I understand only a limited amount about full and half identical regions but all of the people I’ve mentioned are on GEDmatch and that’s where I’ve done my comparisons.  I also have a 1st tier subscription and have used both the Segment Search and Multi Kit Analysis features to come up with some of the connections I’ve found.  Could you send me a link that you think gives a good explanation of how to use GEDmatch to help make the determination that the segment I’ve been looking at is “real”

Thanks, Carol

Not a link, but when you do the 1-1 autosomal comparison between your own kit and your sister's, check the second-to-last box from the bottom "Show only Full-Match (FIR) segments." If the segment you're looking at on chromosome 9 is not part of one of the resulting segments, but it is part of the segments where you match your sister when you don't check that box, then both of you have that segment on just one chromosome, so you'll have ruled out the maternal/paternal combo false match issue.

But if the segment is in one of the FIR matching segments, or else is not even shown as a matching segment between yourself and your sister when you run just the regular comparison, then it won't be ruled out.

I did as you suggested and there was no matching at all on cr9 when I ran the one-one comparison (with FIR clicked  ) between my sister and me.  However when I ran it between the brother and sister of the family in question, (with FIR clicked)  the segment that I’ve been looking at showed up in its entirety.  Does this indicate that both parents of the brother and sister could have matched on the same segment?

Generally, it could be that that brother and sister both got that segment from the same parent, say from their mother, or it could mean that the segment is matching you by bouncing between their maternal and paternal chromosomes -- because they have identical maternal and paternal chromosomes in that region, they could both be false-matching you in exactly the same way. However, because of the matches to their more distant relations, like the second cousin, it probably is a real segment they both inherited from one parent. .It sounds like yours is a real segment too.
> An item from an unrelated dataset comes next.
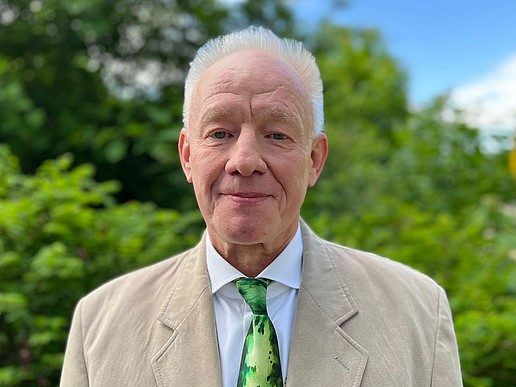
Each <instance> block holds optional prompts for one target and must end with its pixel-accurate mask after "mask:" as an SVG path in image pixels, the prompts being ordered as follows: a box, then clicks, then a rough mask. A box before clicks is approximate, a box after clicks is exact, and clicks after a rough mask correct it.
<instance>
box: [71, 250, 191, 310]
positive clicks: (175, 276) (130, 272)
mask: <svg viewBox="0 0 516 387" xmlns="http://www.w3.org/2000/svg"><path fill="white" fill-rule="evenodd" d="M193 251H194V250H193V249H190V250H187V251H185V252H182V253H180V254H177V255H175V256H172V257H169V258H167V259H165V260H163V261H160V262H157V263H154V264H151V265H149V266H146V267H143V268H140V269H137V270H134V271H132V272H129V273H126V274H122V275H121V276H119V277H116V278H114V279H112V280H110V281H108V282H106V283H104V284H103V285H101V286H99V287H98V288H96V289H94V290H92V291H91V292H90V293H88V294H87V295H85V296H84V297H83V298H82V299H81V300H80V303H81V304H82V305H83V307H85V308H86V310H88V309H89V308H88V306H90V307H93V309H95V310H98V309H102V308H103V307H106V308H111V307H112V306H113V305H124V304H130V303H131V300H133V299H139V298H141V297H142V296H143V295H149V294H152V295H154V296H155V297H156V298H160V297H162V296H163V297H165V296H166V295H168V294H169V293H170V292H171V290H172V289H173V288H174V285H175V282H176V280H177V278H178V277H179V276H180V275H181V273H182V271H183V267H184V263H185V262H186V261H187V260H188V259H189V258H190V256H191V255H192V254H193Z"/></svg>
So it very well could have come from your common ancestor with that other family.

Jim Bartlett has been doing this for a long time and says that he feels pretty confident about most 5cM segments that triangulate and that survive the culling out of false matches as you have been doing are IBD:

But no one can give you definitive proof.

I’m confused.  When I did the one-to-one-comparison with my sister with FIR the fact that cr #9 didn’t appear on the list shows that the segment in question came from only one of my parents.  Yes??

But when I did the same with the brother and sister of the family in question and the segment in question DID show, that this added to the argument that the segment in question was not “REAL”.  The segment in question is between 31 million and 37 million and the brother and sister share between 28 million and 38 million as shown on the one-to-one list with FIR.

Thank you so much for your time with this.


+2 votes
Yes; It's possible you are related.  However, as pointed out the segment is small and could reflect a common ethnicity rather than family connection.  

What's not clear from the information provided is if the matching segments actually make sense.  

It's not enough that the matches are on the same Chromosome.  Are the the same location on the chromosome 9?

Also, do they make sense considering the closeness or distance of the relation?  

For example; do older generations, which would be expected to be more closely related have larger matches?

Likewise, do younger generations, which would not be as close to each other, have smaller matching segments?
by Andrew Ross G2G6 Mach 3 (31.1k points)

Thank you for your response.

Yes - all of the matches I’m referring to are in the same area on chromosome 9.  And nothing stands out as not making sense in terms of “closeness or distance of the relation”.

What I’m trying to get a handle on is whether the probability of my actually being  related to a person (who I’ll call X) who I match on a small segment increases as 1) the number of my family members who match X in the same area of the same chromosome increases and/or  2) the number of X’s family members who match me (same area of same chromosome) increases.